Prima visione

Noto finora solo ai suoi cari, Gabriel Macht è l’impersonale ma prestante protagonista di The Spirit di Frank Miller, dal quale ci si attendono grossi incassi, imponendo dunque l’interprete attraverso il personaggio, proto-supereroe ispirato dai fumetti di Will Eisner, storielle dove la maggiore suggestione è dovuta agli abiti d’epoca.
The Spirit è destinato a ragazzini, che però ignorano tutto degli anni Quaranta del Novecento, in particolare che siano stati il periodo d’oro del noir, il romanzo verista camuffato da poliziesco. Il personaggio di Macht è così roba di modernariato: un poliziotto di Central City - alias New York -, Danny Colt, creduto morto, sepolto vivo, poi disseppellitosi da sé. Il Lazzaro in questione è detto, dal volgo, The Spirit e vanta una feroce identificazione con la sua città. A separare i tratti del prima da quelli del dopo la «morte» di Colt sono l’esigua maschera e la capacità di rimarginare le ferite, anche senza le assidue cure della fidanzata d’un tempo, il medico Ellen Dolan (Sarah Paulson). Il cattivo è Octopus (piovra), ovvero Samuel L. Jackson, anche lui abbastanza indistruttibile e assistito da Silken Floss, ovvero Filo di seta (Scarlett Johansson).
Vi siete già persi fra i nomi?

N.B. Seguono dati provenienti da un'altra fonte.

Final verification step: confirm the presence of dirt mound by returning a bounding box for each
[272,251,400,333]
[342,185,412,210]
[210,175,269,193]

Restate a casa, perché sono solo la metà di quelli ricorrenti nel film, che Miller ha reso corale e oscuro (in ogni senso) come Sin City, da lui scritto, a partire dai propri fumetti, per Robert Rodriguez. The Spirit è una somma di effetti speciali all’ultima moda posti sullo sfondo glamour di quando Eisner pubblicava le sue coloratissime tavole; Miller invece rende tutto nero e grigio, lasciando, di rosso, solo la cravatta di The Spirit.
Applicato questo arbitrio rispetto al fumetto, Miller ne compie altri, serenamente. Nessuna razionalità in quanto si vede sullo schermo: siamo dunque all’insegna del postmoderno.

Non si deve capire o seguire la storia, ma solo restarne impressionati. E, se il film durasse un’ora, ciò avrebbe un senso; invece sfiora le due, in base al principio quanto mai non-glamour che molta quantità sopperisca a poca qualità.